3D Printing of Hemicellulosic Biopolymers Extracted from Lignocellulosic Agricultural Wastes


Bahcegul E. G., Bahcegul E., ÖZKAN N.

ACS APPLIED POLYMER MATERIALS, cilt.2, sa.7, ss.2622-2632, 2020 (SCI-Expanded) identifier identifier

  • Yayın Türü: Makale / Tam Makale
  • Cilt numarası: 2 Sayı: 7
  • Basım Tarihi: 2020
  • Doi Numarası: 10.1021/acsapm.0c00256
  • Dergi Adı: ACS APPLIED POLYMER MATERIALS
  • Derginin Tarandığı İndeksler: Science Citation Index Expanded (SCI-EXPANDED), Emerging Sources Citation Index (ESCI), Scopus
  • Sayfa Sayıları: ss.2622-2632
  • Anahtar Kelimeler: 3D printing, hemicellulose, lignocellulosic biomass, scaffold, xylan, MECHANICAL-PROPERTIES, POLYLACTIC ACID, CORN COBS, CELLULOSE, COMPOSITE, ALGINATE, XYLANS, INKS, PRETREATMENT, HYDROLYSIS
  • Orta Doğu Teknik Üniversitesi Adresli: Evet

Özet

Despite being one of the most abundant biopolymers found in nature after cellulose, hemicellulose is still an underutilized biopolymer. Using this abundant biopolymer in 3D printing applications has a lot of potential, but so far only minor attention has been given to hemicellulose, which includes using its derivative forms together with other polymers for 3D printing. On the other hand, cellulose, in the form of cellulose derivatives or nanocelluloses such as cellulose nanofibers and nanocrystals, receives significant attention for 3D printing applications, but it needs considerable chemical modifications and various postprinting processes. Therefore, a novel practical approach, which enables hemicellulose to be 3D printed without needing chemical modifications or blending with other polymers, might enable hemicellulose to get the attention it deserves as a widely abundant, renewable, biodegradable polymer of natural origin. In this context, hemicellulosic polymers extracted from lignocellulosic agricultural wastes (corn cobs) were 3D printed for the first time without any chemical modifications or mixing with another polymer.

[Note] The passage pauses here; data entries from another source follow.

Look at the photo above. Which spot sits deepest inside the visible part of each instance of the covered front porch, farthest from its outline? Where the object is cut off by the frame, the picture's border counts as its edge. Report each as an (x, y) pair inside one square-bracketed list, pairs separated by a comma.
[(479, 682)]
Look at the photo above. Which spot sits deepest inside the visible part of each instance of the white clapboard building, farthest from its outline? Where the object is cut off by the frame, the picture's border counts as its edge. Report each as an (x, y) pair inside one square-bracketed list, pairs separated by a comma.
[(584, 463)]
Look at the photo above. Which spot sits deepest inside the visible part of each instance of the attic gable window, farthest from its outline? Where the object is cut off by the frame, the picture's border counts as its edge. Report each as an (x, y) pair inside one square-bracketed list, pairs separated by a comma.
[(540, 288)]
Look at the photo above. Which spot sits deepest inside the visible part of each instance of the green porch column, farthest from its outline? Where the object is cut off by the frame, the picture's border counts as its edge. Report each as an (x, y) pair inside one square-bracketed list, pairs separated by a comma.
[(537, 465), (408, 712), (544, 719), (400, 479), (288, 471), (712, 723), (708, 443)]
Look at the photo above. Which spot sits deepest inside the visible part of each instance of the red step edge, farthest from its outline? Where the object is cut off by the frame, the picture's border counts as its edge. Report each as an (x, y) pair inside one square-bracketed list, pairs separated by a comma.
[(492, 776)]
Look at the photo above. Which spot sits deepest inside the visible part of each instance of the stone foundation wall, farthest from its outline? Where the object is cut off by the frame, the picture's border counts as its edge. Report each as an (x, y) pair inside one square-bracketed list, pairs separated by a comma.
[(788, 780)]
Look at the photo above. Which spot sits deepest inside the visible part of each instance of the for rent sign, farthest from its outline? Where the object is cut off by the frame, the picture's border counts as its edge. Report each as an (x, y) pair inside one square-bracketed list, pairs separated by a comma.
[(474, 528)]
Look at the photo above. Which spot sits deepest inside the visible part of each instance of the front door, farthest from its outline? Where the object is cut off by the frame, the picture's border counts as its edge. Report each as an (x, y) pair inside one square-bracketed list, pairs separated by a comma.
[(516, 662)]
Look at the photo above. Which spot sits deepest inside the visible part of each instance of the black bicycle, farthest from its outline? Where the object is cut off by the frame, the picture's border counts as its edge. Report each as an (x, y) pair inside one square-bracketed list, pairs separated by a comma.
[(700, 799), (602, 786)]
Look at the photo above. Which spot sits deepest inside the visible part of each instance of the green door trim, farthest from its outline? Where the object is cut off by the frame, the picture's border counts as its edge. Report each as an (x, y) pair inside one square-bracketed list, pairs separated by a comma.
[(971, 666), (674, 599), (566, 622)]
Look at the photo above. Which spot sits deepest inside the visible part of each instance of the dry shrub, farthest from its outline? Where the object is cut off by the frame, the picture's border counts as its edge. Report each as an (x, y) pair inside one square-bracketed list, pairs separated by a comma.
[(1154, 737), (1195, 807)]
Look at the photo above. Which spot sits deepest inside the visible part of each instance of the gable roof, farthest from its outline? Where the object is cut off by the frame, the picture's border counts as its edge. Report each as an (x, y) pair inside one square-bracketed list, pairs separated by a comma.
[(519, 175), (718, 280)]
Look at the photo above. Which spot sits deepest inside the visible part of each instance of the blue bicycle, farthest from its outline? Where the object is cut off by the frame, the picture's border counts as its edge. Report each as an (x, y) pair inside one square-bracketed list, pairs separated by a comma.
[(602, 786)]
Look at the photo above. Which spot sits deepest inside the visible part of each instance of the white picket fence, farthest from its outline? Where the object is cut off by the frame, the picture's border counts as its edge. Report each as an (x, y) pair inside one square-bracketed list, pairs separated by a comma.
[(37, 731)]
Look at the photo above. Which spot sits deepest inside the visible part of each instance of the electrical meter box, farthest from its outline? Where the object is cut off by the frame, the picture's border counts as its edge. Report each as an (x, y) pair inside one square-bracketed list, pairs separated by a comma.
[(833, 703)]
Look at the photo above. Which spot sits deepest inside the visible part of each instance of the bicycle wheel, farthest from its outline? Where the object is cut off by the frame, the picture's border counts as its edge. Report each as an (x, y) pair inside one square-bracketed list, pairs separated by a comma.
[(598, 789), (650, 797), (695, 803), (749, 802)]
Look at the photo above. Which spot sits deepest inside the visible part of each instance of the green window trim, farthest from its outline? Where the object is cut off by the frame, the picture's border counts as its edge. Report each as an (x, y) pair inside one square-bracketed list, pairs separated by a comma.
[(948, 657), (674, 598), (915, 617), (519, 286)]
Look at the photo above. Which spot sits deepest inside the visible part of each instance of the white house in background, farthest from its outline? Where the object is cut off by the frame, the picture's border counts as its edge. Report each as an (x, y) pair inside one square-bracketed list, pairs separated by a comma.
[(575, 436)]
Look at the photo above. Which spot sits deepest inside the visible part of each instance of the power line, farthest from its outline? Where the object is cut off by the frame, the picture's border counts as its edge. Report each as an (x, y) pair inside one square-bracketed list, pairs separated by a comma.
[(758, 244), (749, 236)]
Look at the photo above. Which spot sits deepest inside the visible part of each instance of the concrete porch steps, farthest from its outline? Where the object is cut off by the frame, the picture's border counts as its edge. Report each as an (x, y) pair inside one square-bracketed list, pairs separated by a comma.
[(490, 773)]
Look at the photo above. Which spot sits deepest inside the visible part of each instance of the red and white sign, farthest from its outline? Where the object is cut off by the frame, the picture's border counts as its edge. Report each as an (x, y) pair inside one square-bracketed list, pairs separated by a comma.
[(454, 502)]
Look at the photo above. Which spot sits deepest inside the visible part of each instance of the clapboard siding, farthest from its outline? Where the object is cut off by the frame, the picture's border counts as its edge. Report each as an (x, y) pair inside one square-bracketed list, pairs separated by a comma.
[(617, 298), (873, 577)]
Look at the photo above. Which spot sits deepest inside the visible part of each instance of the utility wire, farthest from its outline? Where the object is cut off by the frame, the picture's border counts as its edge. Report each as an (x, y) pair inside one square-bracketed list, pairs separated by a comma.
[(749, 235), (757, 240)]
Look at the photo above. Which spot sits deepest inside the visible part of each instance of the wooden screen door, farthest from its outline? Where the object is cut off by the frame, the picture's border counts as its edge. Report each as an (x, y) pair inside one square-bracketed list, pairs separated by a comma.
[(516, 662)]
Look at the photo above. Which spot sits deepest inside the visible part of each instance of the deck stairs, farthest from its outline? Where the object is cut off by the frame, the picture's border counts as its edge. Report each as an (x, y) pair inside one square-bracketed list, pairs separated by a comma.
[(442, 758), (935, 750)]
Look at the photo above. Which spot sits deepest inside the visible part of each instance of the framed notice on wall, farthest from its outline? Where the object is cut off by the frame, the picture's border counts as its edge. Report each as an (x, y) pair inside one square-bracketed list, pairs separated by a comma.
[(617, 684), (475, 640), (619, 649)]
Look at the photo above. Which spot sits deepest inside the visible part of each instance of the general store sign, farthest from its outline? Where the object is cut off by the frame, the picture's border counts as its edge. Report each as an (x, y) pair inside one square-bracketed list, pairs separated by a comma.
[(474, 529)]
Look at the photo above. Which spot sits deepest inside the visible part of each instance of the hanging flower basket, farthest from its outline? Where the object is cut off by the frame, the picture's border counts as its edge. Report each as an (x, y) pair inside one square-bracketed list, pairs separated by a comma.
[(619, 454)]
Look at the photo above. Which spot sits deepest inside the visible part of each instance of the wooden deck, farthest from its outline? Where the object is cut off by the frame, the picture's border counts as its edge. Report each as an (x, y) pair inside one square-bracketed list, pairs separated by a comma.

Successful 3D printing of hemicellulosic pastes could be achieved in a very narrow window with respect to their water content, printing temperature, and extrusion multiplier. Even the slightest variations in the water content of the pastes were found to influence the 3D printability of the polymers, which was related to the viscosity of the pastes. To demonstrate a potential biomedical application of the developed printing process, a scaffold prototype was 3D printed solely from the hemicellulosic polymers without applying any chemical modifications or using any postprinting processes.